We had planned out the order the night before: I was to proceed first; the rest were to wait until I was a distance of five miles away before my brother in squabbles was to proceed, and, again, the rest would wait, until he was a distance of five miles. We were not going to fly in the form of a pegasus pony, despite the inconspicuous pretense that that would have no doubt afforded us, for we detested the mass and extent of their wings, and it was hard enough already to fly on our empty stomachs. Though it wasn’t the longest flight we ever had to do, it certainly wasn’t the shortest. But this was no matter. We were fast, small, and would be hard to notice. Even if one of the beasts had been looking specifically for a small, wasp-like, black creature against the infinite blue of the sky, at a distance, I would look like any other high-altitude bird.

My five siblings, along with our sister queen, were standing on the sand of the beach behind me, albeit at a few yards distance. No words were exchanged, no bids of speed, no wishes of good fortune; they were unnecessary, since all those words had been exchanged the night before. They were behind me. In front was the open sea: Foam was forming on the cusp of each wave, signaling turbulent, aggressive waters. The waves seemed to stand up in confrontation when they reached their peaks; the foam seemed to usher forth the words: You’re not fast enough. I dare you.

I spread my wings; and, instantly, the wind at my tail swept me into the open air of the sea. An excited yelp tore itself involuntarily from my throat. This was one of the few moments in my life where I could appreciate the speed that I was capable of achieving, for open grasslands cede rapidly to impeding forests when one flies so quickly.

I could have gone to the sky, high up above; this would have afforded me a much-needed inconspicuousness, but I realized that as soon the current of the ocean disappeared from eyesight, it would take with it any reference to my velocity. I was fast, too fast for my brothers and sisters and too fast for the plains—but I had yet to find out if I was faster than the ocean’s winds, its clouds; and, above all, if I was faster than its current, which hurtles debris and unfortunate animals away at breakneck speeds, never to be seen again.

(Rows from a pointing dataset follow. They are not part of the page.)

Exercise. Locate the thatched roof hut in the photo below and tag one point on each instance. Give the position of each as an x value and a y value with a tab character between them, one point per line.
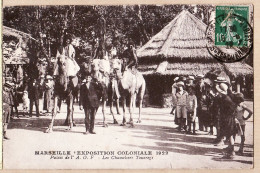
180	48
183	44
14	43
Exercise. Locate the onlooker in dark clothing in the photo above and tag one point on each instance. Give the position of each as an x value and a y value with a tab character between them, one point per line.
7	106
181	110
48	94
199	92
191	109
228	123
240	110
33	94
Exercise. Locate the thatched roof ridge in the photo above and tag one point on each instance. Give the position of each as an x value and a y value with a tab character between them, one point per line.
13	32
183	37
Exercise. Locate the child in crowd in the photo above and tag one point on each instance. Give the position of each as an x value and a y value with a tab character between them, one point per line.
191	108
181	101
240	110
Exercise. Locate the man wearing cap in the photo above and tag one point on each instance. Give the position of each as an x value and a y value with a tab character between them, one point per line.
199	92
174	88
181	101
215	111
130	54
48	93
41	92
90	99
7	106
80	98
190	81
72	67
34	94
228	123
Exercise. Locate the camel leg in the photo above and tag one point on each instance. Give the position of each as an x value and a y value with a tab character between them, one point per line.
134	102
104	113
112	112
131	111
141	97
124	108
140	110
54	113
117	106
70	109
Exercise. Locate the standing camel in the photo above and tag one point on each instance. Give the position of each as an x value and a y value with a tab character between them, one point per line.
63	89
100	70
132	85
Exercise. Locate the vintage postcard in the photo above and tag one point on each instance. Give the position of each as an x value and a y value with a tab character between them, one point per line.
128	86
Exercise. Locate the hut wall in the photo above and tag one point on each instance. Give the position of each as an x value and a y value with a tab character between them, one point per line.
159	89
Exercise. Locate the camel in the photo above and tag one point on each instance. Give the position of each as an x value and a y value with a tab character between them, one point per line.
64	89
100	70
132	83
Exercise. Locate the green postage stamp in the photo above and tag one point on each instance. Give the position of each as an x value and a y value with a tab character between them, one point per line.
231	26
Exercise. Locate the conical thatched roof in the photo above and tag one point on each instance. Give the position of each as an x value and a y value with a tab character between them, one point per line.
183	37
182	45
13	32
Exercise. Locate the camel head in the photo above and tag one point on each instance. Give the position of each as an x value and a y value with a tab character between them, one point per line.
95	65
62	59
117	64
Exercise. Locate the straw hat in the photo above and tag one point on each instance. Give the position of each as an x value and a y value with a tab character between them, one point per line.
49	77
182	78
180	83
200	76
8	85
222	88
221	80
176	79
190	78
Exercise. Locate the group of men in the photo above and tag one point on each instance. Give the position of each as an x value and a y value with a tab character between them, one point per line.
214	104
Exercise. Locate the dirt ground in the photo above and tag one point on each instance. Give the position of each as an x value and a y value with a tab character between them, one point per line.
156	135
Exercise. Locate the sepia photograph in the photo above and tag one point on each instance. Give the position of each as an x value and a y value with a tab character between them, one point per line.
128	86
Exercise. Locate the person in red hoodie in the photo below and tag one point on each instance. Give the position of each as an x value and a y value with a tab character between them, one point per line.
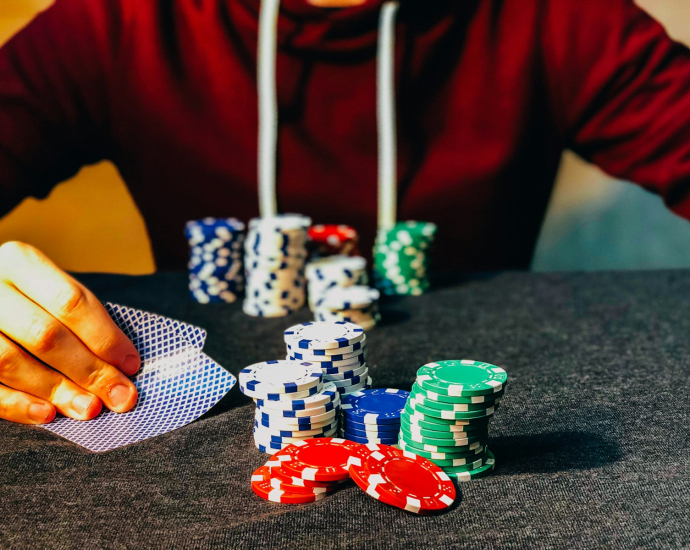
488	94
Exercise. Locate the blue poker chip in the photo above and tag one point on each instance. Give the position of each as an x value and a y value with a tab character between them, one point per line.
379	406
383	430
365	440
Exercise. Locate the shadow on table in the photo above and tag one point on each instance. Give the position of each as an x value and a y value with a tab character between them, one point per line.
553	452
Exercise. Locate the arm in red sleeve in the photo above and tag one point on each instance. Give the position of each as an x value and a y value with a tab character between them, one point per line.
53	94
620	93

I snapped my eyes opened and dropped in altitude. And to think that I was about to forgo this first test. Any struggle makes the reward that follows all the more worthwhile. For the first few miles, I kept close to the surface, mesmerized by the sight of the water speeding past me. For once, I felt it to be my inferior, the water, this force utilized by nature in the form of tornadoes and hurricanes, uprooting without a second thought the oldest and strongest of trees, and I dared it to try to catch me. The waves did not respond to me with the fervor with which they had provoked me on the shore; most of them broke before they were any respectable height, and to the slightly more arrogant ones, I simply banked upward sharply, giggling as I felt a few cold drops sprinkle against my underside. After five miles, the ocean surrendered to my ability and gave me one of its greatest prizes in congratulations:

Fish! At five miles from the coast, I saw them coming closer to the surface. At six miles, they began to jump, no doubt becoming vainglorious at that distance and attempting to taunt their raptors who could not be bothered, or were unable, to fly out such a distance. As soon as the thought occurred to me, I opened my mouth; and, immediately, one leaped into my incisors. It didn’t even struggle as I bit down, perhaps realizing that it had been bested nobly and justly, and accepting it as a fact of life, however fatal its consequences. The rare pleasure of open-sea fish was not lost on me, and I savored its juices, which ran through my mouth in the sweetest of streams. When I had picked it clean, I tossed the bones into the water; and, satisfied with my meal, I pulled upward to the clouds.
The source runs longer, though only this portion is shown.